The clicker, itself, is just a small object which emits a sharp click (much like clicker toys we had as kids). The way we use it is as a marker - both for a behavior and for a reward. It tells the dog "I like what you are doing this very instant", and "you're going to get something good for that." Something good can be anything that is rewarding to that particular dog. Treats, dinner, a walk, a toy, a snuggle, even sniffing a bush. The dog has to tell us what is rewarding. If it's not important to the dog it won't change behavior. When you click, you are "taking a picture" of the exact behavior you want. Thatís important information for your dog. And it is important to always pair the click with a reward of some sort. Otherwise it becomes just a meaningless sound.
What is Operant Conditioning? The use of the clicker is based in the science of Operant Conditioning (OC). Unlike Classical Conditioning (Pavlov) which works to change involuntary behaviors and emotional states, Operant Conditioning (Skinner) allows the learner to influence his environment and outcomes by offering, or not offering certain voluntary behaviors. Some people will tell you that clicker training "is" Operant Conditioning. In fact, it is only a part - based on one quarter or quadrant - Positive Reinforcement
Why use the clicker instead of my voice? For some reward based training, (luring with food for example) your voice is probably almost as useful as the clicker. In training where you are basically helping the dog or showing him what you want, you don't always need the precision of the click. The clicker is like a scalpel. Your voice is more like a butter knife. Both cut but they have different uses.

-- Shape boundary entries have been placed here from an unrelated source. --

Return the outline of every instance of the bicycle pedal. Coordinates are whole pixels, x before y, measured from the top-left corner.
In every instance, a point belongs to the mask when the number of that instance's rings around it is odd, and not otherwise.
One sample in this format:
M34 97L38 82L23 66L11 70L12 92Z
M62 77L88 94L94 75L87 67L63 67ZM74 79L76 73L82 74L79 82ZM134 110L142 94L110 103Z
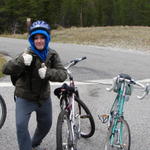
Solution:
M109 119L108 114L98 115L99 119L102 121L102 123L106 123Z

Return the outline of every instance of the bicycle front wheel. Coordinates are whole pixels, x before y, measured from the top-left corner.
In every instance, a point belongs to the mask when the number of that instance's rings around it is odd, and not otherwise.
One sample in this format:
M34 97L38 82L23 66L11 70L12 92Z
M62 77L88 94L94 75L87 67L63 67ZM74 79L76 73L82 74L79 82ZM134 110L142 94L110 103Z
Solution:
M114 133L112 130L114 129ZM130 150L131 134L126 120L118 119L117 124L112 124L108 130L108 136L105 143L105 150Z
M88 107L75 97L75 116L80 115L80 134L84 138L91 137L95 132L95 122Z
M58 116L56 129L56 144L57 150L75 150L73 147L69 113L65 110L61 111Z
M0 129L4 125L4 122L6 120L6 114L7 114L6 104L3 97L0 95Z

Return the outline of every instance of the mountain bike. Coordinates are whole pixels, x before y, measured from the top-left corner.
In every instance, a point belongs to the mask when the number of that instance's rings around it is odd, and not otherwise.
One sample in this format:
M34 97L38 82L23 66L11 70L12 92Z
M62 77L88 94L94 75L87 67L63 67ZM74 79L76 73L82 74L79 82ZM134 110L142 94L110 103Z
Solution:
M80 137L89 138L95 132L95 122L93 116L80 99L78 88L70 67L86 57L71 60L65 67L69 77L69 84L64 83L54 90L54 94L60 100L61 112L59 113L56 129L57 150L77 150L77 142Z
M7 114L6 104L3 97L0 95L0 129L4 125L4 122L6 120L6 114Z
M143 84L136 82L127 74L119 74L113 79L112 87L107 88L108 91L116 92L117 96L110 113L99 116L103 123L108 123L105 150L130 150L131 133L128 122L124 119L123 111L124 103L129 100L134 85L145 89L144 95L138 96L139 99L143 99L149 92L148 86L145 87Z

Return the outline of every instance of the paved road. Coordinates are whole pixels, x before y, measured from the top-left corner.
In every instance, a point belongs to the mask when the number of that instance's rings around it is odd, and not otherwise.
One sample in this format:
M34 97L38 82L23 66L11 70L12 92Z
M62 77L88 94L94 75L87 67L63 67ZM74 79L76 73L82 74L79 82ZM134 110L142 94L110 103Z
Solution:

In clicker training, as with the rest of OC, the learner is discovering for himself what works and what doesn't. In that case, it pays to have a very precise way of communicating exactly when the learner is right. Our dogs hear us talk all of the time. Mostly when we talk, it is not information for them. The clicker is a very unique sound. It never sounds angry or worried or hoarse. It doesn't sound like other things the dog regularly hears. Some research has also suggested that the click is processed in a more primitive part of the brain, and so doesn't have to be "interpreted."

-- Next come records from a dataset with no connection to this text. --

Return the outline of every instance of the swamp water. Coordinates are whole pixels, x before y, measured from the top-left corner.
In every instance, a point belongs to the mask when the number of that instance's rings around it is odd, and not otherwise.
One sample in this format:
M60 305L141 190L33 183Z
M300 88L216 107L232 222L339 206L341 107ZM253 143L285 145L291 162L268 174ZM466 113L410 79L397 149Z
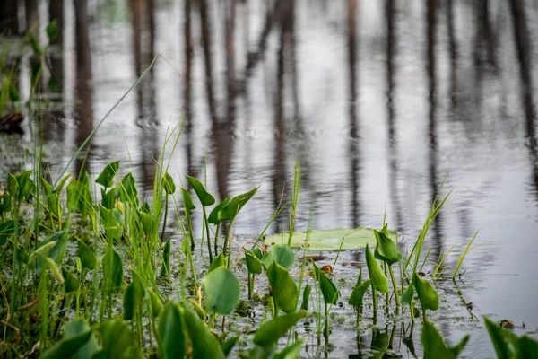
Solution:
M53 110L36 116L44 121L44 166L56 179L161 53L179 74L158 60L95 134L86 162L75 161L69 171L84 166L93 180L119 159L120 175L132 163L139 194L152 196L152 158L169 123L182 121L181 111L185 127L169 170L178 185L185 173L199 177L204 162L217 201L261 185L235 233L264 230L291 196L299 158L296 230L307 229L311 207L317 230L380 228L386 208L389 227L403 234L403 253L448 173L443 194L453 192L429 232L430 259L456 244L447 261L453 268L477 230L474 244L482 246L466 256L456 284L438 283L441 307L430 316L450 343L471 335L462 356L494 356L482 315L511 320L518 335L538 337L538 70L528 60L537 57L538 28L526 22L522 45L513 2L482 3L488 16L480 5L458 2L112 1L91 4L89 17L81 19L67 2L63 48L50 54L61 96L48 96ZM527 19L537 12L525 6ZM87 32L76 29L82 21ZM21 59L27 98L28 56ZM0 134L3 180L31 168L35 120L28 117L22 135ZM177 225L171 212L170 231ZM269 232L288 230L287 213ZM199 212L193 223L199 238ZM239 236L234 253L241 238L251 237ZM176 232L172 240L179 245ZM335 253L324 255L319 265L332 264ZM342 306L331 311L331 345L317 346L315 329L301 324L299 337L309 338L304 356L369 356L372 346L390 343L412 357L412 332L421 355L421 325L411 328L407 317L386 320L379 310L373 327L367 308L357 332L346 301L359 270L351 263L364 261L362 250L340 254L333 278ZM434 267L429 262L424 272ZM245 275L239 276L244 284ZM477 320L464 302L473 303ZM258 314L237 320L247 328Z

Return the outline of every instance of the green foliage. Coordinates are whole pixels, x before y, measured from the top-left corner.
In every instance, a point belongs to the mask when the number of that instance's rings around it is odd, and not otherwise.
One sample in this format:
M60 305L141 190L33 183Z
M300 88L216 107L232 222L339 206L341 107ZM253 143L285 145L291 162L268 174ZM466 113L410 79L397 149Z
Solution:
M183 318L178 306L169 302L159 317L157 339L162 359L183 358L187 354L187 340L183 331Z
M239 281L233 272L220 267L203 279L204 302L210 314L230 314L239 301Z
M215 203L215 198L205 190L202 182L200 182L194 177L186 177L187 180L188 180L188 183L191 185L191 187L196 193L196 196L198 197L198 199L200 200L202 206L213 206Z
M286 313L295 311L297 308L297 285L288 270L273 262L267 268L267 278L271 293L278 308Z
M366 245L366 265L372 285L381 293L388 292L388 279L383 272L379 263L376 261L374 255L370 251L368 244Z

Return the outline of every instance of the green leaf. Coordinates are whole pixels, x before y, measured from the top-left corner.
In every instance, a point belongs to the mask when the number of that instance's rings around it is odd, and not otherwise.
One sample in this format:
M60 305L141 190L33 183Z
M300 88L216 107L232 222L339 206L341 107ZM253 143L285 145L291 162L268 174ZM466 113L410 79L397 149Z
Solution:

Will I always have to use a clicker? I tend to keep them around because I like to occasionally sharpen up a behavior, or teach a new one. But, once I have a behavior "on cue" (I can say the word or give the signal, the dog consistently does that behavior) I no longer need the absolute precision of a click, and my voice gives enough information.
If one quadrant is good, wouldn't the whole thing be better? Not necessarily. In clicker training, the dog is trying different things to find out what you will reinforce. You can teach more complex things than you can guide your dog into doing. The dog is a willing participant, and looking for a way to earn reward. If you start introducing aversive elements, which he wants to avoid, he is now conflicted. He doesn't know if a good thing is coming for the behavior, or if he may be punished for making a mistake.
There are people who call themselves "balanced" trainers who claim to use positives when the dog is learning, and then add aversive elements in the "proofing" stage. The problem I see with this is that learning is frequently not linear. There may be something in the environment which is confusing or distracting to the dog. New lessons may change the dog's understanding of things you thought he knew. A lack of practice may make a formerly known skill less clear. How do I really know if the dog is confused or being willfully disobedient? The answer is simple. If my dog has a history of reward for doing the right thing, why would he intentionally choose to do the wrong thing? On the other hand, if he's only working to avoid unpleasantness, he'll give me just as much as he thinks he has to. And if he never knows if he's trying to earn reward or avoid an aversive, he may be too stressed and confused to learn as effectively as I'd like.
It's not precisely clicker training, but sometimes I will use removing the opportunity for reward if the dog is doing something I don't want. For instance, if the dog is pulling on his leash, we won't go where he wants to go. Only loose leashes make my feet move in that direction.